Mike Jackson, AutoNation's outspoken CEO, also had this to say in the press release, in regard to third-quarter headwinds: "Certain manufacturers continued disruptive marketing and sales incentives, which resulted in multi-tier pricing and were unfair for consumers as well as retailers. In the third quarter, these incentives had a significant negative impact on new vehicle volume and gross profit per new vehicle retailed."
Show me the money!
Despite the headwinds during the third quarter, the auto retailer is still pushing to expand via acquisitions. It also made a big announcement that it has acquired three premium luxury franchises, three premium luxury franchise add-points, and a collision center. Luxury vehicles generate a premium price tag over mainstream vehicles, so this is good news for AutoNation investors. Those acquisitions should generate an additional $430 million annually, once fully operational.
As America's demand for new vehicles wanes, bulking up the luxury store count is a way to offset profit headwinds. AutoNation now owns 96 premium luxury franchises, spanning from coast to coast.

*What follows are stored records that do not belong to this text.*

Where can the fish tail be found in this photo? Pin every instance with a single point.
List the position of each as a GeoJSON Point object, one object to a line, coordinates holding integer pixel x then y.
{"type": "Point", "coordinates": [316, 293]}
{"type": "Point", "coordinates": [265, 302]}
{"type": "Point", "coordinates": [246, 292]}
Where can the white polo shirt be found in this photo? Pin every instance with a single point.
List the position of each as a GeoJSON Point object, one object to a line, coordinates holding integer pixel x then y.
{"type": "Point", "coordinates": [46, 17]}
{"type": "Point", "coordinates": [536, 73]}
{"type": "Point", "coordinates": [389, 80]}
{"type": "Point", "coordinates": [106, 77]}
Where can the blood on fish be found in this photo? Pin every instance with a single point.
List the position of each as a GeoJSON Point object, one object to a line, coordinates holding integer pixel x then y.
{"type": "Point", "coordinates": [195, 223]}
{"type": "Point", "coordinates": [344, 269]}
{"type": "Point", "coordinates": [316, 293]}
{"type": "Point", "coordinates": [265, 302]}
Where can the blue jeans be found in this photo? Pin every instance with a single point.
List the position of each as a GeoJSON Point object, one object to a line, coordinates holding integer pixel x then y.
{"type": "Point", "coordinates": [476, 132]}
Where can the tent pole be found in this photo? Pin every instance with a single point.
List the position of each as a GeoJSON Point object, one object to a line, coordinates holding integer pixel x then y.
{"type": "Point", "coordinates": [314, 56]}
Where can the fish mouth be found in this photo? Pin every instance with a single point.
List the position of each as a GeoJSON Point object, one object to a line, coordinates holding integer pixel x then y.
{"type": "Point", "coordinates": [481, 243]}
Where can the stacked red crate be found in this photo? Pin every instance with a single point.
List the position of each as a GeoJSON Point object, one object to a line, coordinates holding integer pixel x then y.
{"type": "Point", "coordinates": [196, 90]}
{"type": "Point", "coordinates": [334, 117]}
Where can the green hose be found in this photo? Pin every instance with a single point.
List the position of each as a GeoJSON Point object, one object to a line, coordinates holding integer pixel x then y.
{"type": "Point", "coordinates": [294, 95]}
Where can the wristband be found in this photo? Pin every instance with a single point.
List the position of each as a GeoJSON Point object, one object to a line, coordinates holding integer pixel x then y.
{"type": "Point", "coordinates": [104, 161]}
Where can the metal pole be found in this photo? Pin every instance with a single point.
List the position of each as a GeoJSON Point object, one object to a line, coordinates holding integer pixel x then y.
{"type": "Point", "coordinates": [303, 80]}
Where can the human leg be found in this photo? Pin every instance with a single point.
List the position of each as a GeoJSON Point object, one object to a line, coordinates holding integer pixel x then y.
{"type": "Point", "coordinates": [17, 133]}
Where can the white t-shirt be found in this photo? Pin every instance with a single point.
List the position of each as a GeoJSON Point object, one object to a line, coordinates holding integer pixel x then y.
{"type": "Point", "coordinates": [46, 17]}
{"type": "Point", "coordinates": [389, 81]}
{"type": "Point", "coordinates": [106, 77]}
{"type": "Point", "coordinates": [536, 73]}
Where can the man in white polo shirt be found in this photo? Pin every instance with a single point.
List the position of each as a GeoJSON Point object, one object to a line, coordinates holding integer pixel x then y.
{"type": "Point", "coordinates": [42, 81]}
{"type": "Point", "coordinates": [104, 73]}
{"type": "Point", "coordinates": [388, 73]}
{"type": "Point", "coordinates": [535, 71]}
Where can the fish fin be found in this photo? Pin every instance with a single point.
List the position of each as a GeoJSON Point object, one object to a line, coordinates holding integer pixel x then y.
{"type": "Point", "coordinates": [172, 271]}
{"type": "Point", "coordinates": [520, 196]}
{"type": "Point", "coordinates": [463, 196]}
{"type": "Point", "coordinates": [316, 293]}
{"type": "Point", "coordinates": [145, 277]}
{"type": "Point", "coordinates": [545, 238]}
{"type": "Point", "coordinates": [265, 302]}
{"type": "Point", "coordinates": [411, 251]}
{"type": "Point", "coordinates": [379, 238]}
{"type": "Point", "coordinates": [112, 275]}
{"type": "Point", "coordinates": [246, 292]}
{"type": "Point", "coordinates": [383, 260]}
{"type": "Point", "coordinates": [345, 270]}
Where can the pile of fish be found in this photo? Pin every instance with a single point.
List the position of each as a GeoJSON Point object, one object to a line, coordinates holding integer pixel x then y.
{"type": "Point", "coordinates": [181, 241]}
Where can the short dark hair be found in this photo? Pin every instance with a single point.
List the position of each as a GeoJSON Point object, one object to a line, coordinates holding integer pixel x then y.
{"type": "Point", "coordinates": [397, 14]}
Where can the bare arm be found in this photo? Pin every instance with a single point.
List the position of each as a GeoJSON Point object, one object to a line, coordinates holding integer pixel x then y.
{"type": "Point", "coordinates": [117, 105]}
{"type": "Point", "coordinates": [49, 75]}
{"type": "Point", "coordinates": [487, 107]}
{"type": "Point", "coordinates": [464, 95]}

Expansion strategy accelerates
It wasn't just acquisitions that helped boost investor excitement, though. AutoNation also announced its next step toward plans to roll out AutoNation USA, a concept that focuses on standalone used-vehicle sales. It's also opening service centers, offering AutoNation-branded parts and accessories, and creating AutoNation-branded standalone collision centers. It's even expanding its branded AutoNation Auto Auctions.
The first part of that entire strategy, AutoNation USA, will have five stores opening in 2017 and another 20 in all existing markets over the next few years. With new-vehicle sales plateauing and used retailers such as CarMax having success, it's a good move to focus on expanding used-car sales. In addition, CarMax is essentially the only large auto retailer in the used-car industry, so there was an obvious opportunity for AutoNation to use its existing size and leverage.
This is really an expansion of its entire branding strategy that started in 2013, when it plastered its AutoNation brand on every store, rather than allowing its acquisitions to carry the names they had before they were bought. That was, and still is, a no-brainer move. The dealership industry is highly fragmented, and few brands have the size necessary to leverage their brand -- but AutoNation is definitely capable.
The company's competitors have done well with no-haggle pricing, and that's becoming a key attribute of AutoNation USA. The "One Price" strategy it launched in a few markets last quarter will expand to all existing locations by the end of the second quarter of 2017.
Ultimately, while AutoNation didn't have a great quarter thanks to recall and manufacturing pricing headwinds, there was a lot for investors to get excited about. As the retailer continues to build its brand, grow sales in new channels, and acquire valuable franchises, it's setting up to be a solid ride over the next few years, even with new-vehicle sales plateauing.